Wenn wir mit unserem Vater in Tuchfühlung bleiben wollen, gibt es kaum ein geeigneteres Mittel als das innere Gebet, das fortwährende innere Gespräch mit Gott. Es besteht sowohl im vertrauten Zuhören – denn wir kennen seine Stimme (Joh 10,27) – als auch in der Zuwendung unseres Herzens zu unserem himmlischen Vater.

In der östlichen Christenheit kennt man das sog. Jesusgebet oder auch Herzensgebet genannt. In der klassischen Form wiederholt man viele Male: “Jesus, Sohn Gottes, erbarme Dich meiner!”

In unseren römisch-katholischen Gebetsweisen entspricht es dem Stoßgebet. Solch ein »systematisiertes Stoßgebet«, das verschiedene Anrufungen beinhalten kann, lebt von der Wiederholung im Inneren der Seele.

Im Zusammenhang mit unseren »Drei Minuten für Gott Vater«, die sich besonders seiner Verehrung befleißigen, wäre auch eine Anrufung wie: “Vater, ich liebe dich!” denkbar und empfehlenswert.

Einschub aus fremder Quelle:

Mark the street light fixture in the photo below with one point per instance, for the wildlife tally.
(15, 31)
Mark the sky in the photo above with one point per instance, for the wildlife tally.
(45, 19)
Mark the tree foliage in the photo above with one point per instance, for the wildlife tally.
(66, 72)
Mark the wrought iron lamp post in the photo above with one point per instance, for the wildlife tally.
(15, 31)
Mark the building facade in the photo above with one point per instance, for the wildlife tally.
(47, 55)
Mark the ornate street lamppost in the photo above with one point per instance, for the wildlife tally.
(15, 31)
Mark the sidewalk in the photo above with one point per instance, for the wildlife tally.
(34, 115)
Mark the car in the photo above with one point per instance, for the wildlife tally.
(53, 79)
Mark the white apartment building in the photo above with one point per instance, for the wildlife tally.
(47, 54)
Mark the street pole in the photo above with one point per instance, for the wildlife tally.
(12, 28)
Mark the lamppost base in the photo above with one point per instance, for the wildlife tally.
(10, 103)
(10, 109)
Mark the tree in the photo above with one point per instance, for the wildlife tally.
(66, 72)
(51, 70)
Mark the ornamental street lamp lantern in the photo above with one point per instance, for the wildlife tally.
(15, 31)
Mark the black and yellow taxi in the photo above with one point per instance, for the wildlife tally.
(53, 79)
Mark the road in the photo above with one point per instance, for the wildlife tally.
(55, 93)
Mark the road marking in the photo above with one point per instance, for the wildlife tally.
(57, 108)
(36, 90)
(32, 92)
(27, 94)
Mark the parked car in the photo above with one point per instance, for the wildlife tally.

Ein solches Gebet ist eine große Hilfe, die Seele an das beständige Gebet zu gewöhnen, das nicht nur in den dafür reservierten Gebetszeiten vollzogen wird, sondern uns durch entsprechende Einübung den ganzen Tag hindurch begleiten kann, auch bei der Arbeit und in den verschiedensten Lebensumständen. Die Seele kann so vertraut werden mit der Anrufung Gottes, daß sie selbst immer mehr danach verlangt, dieses Gebet im Herzen zu praktizieren.

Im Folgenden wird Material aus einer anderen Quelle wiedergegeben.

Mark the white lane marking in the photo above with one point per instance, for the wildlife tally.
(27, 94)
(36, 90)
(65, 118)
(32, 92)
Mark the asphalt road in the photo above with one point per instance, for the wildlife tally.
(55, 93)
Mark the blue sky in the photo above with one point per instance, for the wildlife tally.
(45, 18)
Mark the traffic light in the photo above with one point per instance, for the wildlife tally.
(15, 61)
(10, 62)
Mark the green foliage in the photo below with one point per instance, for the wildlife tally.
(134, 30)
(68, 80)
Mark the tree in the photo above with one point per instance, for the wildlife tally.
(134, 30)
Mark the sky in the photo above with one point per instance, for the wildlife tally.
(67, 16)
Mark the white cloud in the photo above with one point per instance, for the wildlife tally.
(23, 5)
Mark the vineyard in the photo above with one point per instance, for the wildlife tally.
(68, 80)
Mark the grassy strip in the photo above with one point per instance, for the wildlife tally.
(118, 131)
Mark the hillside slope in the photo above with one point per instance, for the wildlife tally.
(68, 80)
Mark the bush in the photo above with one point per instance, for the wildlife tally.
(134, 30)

Der heutige Rat, im inneren Gebet zu bleiben, kann sicherlich auf jede innere Form des Gebetes angewendet werden. Er mahnt uns, nicht nachzulassen und das innere Gebet zu unserem »täglichen Brot« werden zu lassen und so im ständigen Austausch mit dem Herrn zu bleiben. Das wird unser Leben ungemein reich und fruchtbar machen.